A team of researchers and students from the Polytechnic Institute of New York University have built a robot intrepid enough to brave the depths of the Gowanus Canal, and then report its findings back to us humans. The robot, named Brooklyn Atlantis I, is equipped with sensors that measure the canal's levels of pH, oxygen, temperature, air quality and salinity, as well as cameras, all of which should provide some interesting data. The Gowanus is so filled with crap (both literal and figurative) that it's tough to know precisely what resides in its murky sludge. After the jump, we've compiled a list of just a few of the things this brave little robot might capture on video.
Dead People and/or Zombies:
The rumor that the Gowanus once functioned as a Mafia dumping ground is a longstanding one, and it probably contains a more than a kernel of truth. In the late 19th and early 20th centuries, a few bodies were found floating in the canal including the president of the local Grain Handlers Union. But the real questions surround the bodies that didn't come to the surface. They may have gone in there dead, but with all the chemicals in that water, by now...who knows?

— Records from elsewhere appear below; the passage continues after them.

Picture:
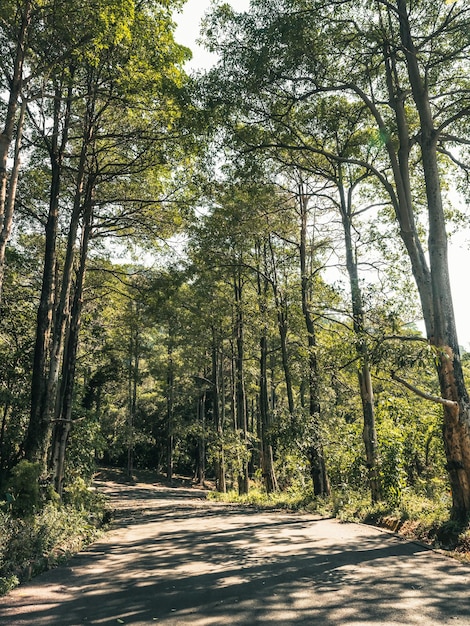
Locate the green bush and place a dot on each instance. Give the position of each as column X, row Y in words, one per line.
column 23, row 488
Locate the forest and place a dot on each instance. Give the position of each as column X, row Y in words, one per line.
column 239, row 275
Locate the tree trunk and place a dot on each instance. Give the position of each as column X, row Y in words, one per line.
column 7, row 199
column 369, row 433
column 63, row 417
column 218, row 425
column 169, row 404
column 9, row 203
column 266, row 449
column 443, row 336
column 240, row 394
column 282, row 322
column 316, row 456
column 39, row 428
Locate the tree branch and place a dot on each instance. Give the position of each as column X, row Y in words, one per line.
column 427, row 396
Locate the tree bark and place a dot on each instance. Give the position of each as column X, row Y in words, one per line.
column 218, row 423
column 240, row 394
column 266, row 448
column 369, row 433
column 7, row 198
column 456, row 429
column 9, row 204
column 39, row 428
column 316, row 456
column 63, row 421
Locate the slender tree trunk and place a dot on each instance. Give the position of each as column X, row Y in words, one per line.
column 316, row 456
column 282, row 322
column 369, row 433
column 240, row 394
column 9, row 205
column 266, row 449
column 62, row 310
column 63, row 417
column 218, row 425
column 440, row 322
column 201, row 447
column 169, row 403
column 39, row 429
column 8, row 192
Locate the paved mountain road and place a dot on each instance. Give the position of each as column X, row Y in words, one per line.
column 174, row 558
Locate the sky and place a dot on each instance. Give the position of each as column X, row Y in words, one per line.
column 187, row 33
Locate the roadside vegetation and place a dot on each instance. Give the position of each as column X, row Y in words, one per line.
column 240, row 276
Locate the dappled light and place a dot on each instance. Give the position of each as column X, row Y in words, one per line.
column 175, row 558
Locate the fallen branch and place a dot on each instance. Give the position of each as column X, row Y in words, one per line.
column 427, row 396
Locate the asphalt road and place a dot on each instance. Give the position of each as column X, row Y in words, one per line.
column 174, row 558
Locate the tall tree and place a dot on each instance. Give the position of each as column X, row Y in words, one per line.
column 394, row 59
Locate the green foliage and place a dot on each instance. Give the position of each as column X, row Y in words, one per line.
column 24, row 488
column 31, row 544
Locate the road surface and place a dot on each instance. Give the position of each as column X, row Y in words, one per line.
column 174, row 558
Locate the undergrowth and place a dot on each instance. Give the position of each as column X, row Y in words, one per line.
column 47, row 534
column 413, row 515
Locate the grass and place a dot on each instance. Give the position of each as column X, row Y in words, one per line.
column 412, row 515
column 34, row 543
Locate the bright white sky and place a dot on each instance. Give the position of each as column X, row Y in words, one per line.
column 188, row 28
column 187, row 33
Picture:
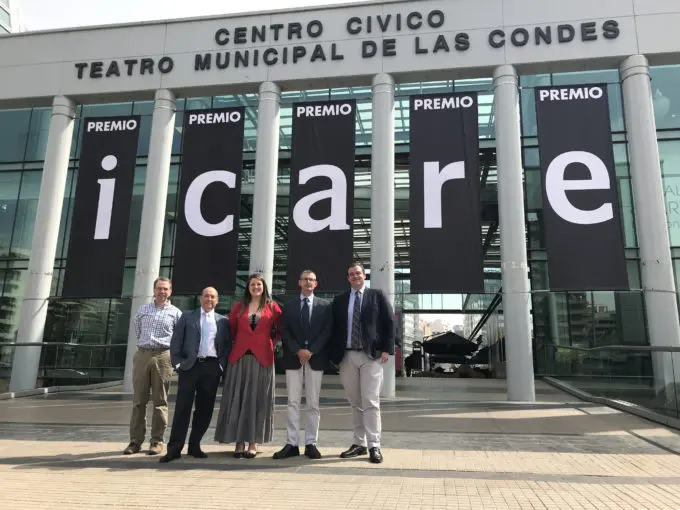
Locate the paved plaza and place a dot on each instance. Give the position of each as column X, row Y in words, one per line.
column 448, row 443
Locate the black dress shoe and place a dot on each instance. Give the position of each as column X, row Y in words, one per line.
column 288, row 451
column 169, row 457
column 197, row 453
column 354, row 451
column 312, row 452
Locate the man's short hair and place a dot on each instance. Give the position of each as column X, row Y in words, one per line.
column 305, row 271
column 357, row 264
column 162, row 279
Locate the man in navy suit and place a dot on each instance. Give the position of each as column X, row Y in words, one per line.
column 198, row 351
column 363, row 339
column 306, row 329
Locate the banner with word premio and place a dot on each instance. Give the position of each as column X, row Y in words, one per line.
column 95, row 261
column 321, row 193
column 209, row 204
column 444, row 201
column 581, row 214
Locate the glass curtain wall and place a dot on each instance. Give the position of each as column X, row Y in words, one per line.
column 567, row 319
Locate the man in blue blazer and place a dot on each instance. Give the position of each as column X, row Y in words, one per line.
column 363, row 339
column 306, row 329
column 198, row 351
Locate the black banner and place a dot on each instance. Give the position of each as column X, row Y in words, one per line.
column 581, row 214
column 101, row 211
column 444, row 204
column 209, row 201
column 321, row 193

Before the Gowanus became a Superfund site, it was an actual commercial waterway that was used to transport things. Sonar readings have shown that quite a few sunken boats and barges—likely carrying things like grain, vinegar, and nuts—exist below the surface, as well as a few cars. And even if the cargo on those boats was pretty innocuous, who knows what else they could have been carrying. Gold? Doubloons? Gold Doubloons?
Incredibly, it is possible for life to exist in the Gowanus Canal. Even more incredibly, people eat that life. Apparently, it's true—a small group of local fishermen catch bluefish up to a foot long, then take 'em home and fry 'em up, using the logic that the fish don't live there, they were just passing through. Yeesh.
New York City has a combined sewage system, which means the water from the everything—sinks, toilets, showers—combines with rainwater in the underground sewers. That's fine and the sewage gets where it's supposed to go, except when it rains a lot, at which point all the sewer water makes a beeline for the Gowanus Canal. The point is basically that, as we've mentioned, the Gowanus Canal is full of crap.
The Toll Brothers' Hopes and Dreams:
The Toll Brothers' 500-unit mixed use project was abandoned, along with its $5.75 million down payment, after the canal was declared a Superfund site in 2010. Rumor has it that the ghost of those plans still lurks at the bottom of the canal, telling all the weird mutated fish about waterfront recreation facilities. Brooklyn Atlantis I should probably steer clear.